The matter treated by the duo, in fact, revolves around an ancestral and deep death metal, impure, 'dirty' with well evident black metal reminiscences in the vocal style vomited and in some guitar passages that make the Riffing evil and lacerating, as well as dark and solemn.
Totally intent on satanic practices and texts (Luciferians to be precise), the Osgraefs immediately make clear the great quality with which they approach the writing of the pieces, managing with “Sekhem Apep – Vampyre's Enscription” to give a remarkable jolt and inaugurate a musical path that is proposed violent and overwhelming
“Nox Luciferi, Liber Koth” goes with even more vigor among the black-death plots of the album, presenting in over ten minutes many of the stylistic characteristics embraced by ours: in addition to the brute power, flakes of underground melodies emerge, slower moments and ritual noise that increase the charm of the song, despite a rather chaotic structuring that tires it. In this sense, a relatively short song is striking as “Magick Wound (Slithering Omnipotence of Thoth)”, where a couple of spot on riffs and a more dynamic plot manage to raise the clarity of the song, destined to imprint in the mind in an almost unexpected way. Then comes the moment of a sudden turning point for the Osgraef, who decide to vine with the most black metal side of their inspirations with “Morbid Wretch – Reveries of the Arcane Eye” (where they emerge with arrogance of the influences to there Aura noir and close in general to the Norwegian tradition) and with “Flex Insignia”, where a decadent and corrupt melodic taste approaches the duo approaches the duo at the work of the Watain fifteen years ago. It is time to finish this infernal drop with “Mystik Lore – Ancient Summoner of Osgraef”, another long -lasting piece that brings together the different suggestions evoked by the Osgraef in their debut, but which ends up again to get lost in a confusing and not very planned escape.
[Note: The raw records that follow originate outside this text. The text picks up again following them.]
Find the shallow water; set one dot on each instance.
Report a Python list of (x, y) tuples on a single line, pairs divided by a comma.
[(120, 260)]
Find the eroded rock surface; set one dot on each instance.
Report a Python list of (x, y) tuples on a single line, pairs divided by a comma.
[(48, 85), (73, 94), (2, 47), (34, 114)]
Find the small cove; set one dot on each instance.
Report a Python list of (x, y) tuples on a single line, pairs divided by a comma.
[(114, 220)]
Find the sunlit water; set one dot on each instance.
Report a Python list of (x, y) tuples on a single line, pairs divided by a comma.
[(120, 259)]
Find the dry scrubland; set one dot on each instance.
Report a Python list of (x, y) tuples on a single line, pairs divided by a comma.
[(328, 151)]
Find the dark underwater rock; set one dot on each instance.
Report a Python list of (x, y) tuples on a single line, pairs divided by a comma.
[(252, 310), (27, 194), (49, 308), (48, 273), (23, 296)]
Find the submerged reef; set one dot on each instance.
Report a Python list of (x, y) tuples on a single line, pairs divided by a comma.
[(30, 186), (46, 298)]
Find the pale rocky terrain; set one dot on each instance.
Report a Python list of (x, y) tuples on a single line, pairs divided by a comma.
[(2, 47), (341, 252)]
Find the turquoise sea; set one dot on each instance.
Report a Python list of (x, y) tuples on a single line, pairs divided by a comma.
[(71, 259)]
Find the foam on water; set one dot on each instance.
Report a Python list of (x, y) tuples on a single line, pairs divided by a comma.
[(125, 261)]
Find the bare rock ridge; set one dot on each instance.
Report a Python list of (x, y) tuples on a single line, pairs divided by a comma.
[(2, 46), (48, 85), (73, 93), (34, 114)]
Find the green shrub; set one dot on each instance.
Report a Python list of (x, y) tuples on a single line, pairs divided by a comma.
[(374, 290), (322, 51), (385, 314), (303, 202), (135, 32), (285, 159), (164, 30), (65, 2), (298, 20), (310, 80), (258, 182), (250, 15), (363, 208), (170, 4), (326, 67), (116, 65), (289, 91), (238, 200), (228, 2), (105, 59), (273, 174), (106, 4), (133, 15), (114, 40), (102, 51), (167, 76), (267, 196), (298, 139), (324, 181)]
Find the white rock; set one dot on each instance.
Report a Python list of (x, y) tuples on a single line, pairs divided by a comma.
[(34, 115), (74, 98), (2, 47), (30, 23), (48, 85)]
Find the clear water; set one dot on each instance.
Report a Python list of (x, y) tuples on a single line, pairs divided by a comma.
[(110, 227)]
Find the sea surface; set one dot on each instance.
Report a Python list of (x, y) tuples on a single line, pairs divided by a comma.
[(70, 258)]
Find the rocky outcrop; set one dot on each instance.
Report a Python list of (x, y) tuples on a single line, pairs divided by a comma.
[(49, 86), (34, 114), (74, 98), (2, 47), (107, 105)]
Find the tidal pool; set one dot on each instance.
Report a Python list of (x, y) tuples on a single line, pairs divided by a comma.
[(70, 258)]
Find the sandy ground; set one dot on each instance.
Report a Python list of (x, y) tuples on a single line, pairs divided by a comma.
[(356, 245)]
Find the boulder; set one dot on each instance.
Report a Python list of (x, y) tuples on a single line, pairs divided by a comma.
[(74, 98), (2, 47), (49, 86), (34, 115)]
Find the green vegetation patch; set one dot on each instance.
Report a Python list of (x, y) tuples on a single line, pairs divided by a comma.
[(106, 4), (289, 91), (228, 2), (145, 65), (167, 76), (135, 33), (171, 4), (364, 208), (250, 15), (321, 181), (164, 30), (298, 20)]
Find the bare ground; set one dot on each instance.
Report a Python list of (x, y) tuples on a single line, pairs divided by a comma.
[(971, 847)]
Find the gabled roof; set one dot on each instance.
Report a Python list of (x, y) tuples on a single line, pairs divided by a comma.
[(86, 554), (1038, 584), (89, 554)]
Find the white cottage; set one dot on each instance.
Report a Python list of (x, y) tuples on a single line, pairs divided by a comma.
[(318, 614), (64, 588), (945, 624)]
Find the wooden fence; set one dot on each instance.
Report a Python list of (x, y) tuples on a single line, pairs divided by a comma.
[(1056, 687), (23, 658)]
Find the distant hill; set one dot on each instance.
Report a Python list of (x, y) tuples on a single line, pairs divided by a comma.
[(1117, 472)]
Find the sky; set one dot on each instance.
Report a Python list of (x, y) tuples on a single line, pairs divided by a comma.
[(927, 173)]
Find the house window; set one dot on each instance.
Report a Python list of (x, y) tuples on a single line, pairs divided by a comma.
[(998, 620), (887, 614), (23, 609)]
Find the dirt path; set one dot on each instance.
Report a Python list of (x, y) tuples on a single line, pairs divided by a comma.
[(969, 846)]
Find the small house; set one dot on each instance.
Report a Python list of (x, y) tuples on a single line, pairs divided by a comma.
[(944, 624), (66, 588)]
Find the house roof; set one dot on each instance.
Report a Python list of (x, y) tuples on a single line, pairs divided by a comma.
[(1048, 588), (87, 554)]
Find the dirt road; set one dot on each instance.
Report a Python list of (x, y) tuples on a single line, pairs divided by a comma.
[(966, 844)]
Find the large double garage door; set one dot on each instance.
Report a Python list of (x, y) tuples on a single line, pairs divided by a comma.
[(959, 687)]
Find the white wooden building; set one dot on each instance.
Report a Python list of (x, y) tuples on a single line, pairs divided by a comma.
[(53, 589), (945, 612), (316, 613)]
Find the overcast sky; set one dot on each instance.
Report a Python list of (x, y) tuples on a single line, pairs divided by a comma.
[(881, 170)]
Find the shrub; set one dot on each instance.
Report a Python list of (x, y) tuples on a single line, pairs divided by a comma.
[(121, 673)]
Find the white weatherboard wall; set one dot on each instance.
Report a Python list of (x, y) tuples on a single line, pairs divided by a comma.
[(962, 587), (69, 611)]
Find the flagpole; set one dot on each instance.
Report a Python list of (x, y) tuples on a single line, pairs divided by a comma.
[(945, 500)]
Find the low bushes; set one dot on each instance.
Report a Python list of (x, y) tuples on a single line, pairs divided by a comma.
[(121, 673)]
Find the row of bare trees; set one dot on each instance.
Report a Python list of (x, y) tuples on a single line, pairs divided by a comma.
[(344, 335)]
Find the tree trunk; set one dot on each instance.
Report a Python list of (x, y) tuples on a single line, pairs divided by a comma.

What remains, at the end of the route, is the certainty of having a band in front of a band that manages to stylistically evoke a precise and accurate picture, according to a truly engaging and sinister general effect: less successful instead, it seems the writing of the pieces, where sometimes some gaps emerge that prevents you from structuring with the right awareness and an equal intensity the whole tracklist, equipped with excellent songs and others less successful. The premises are excellent, we just wait to see what the next inconvenient developments could be.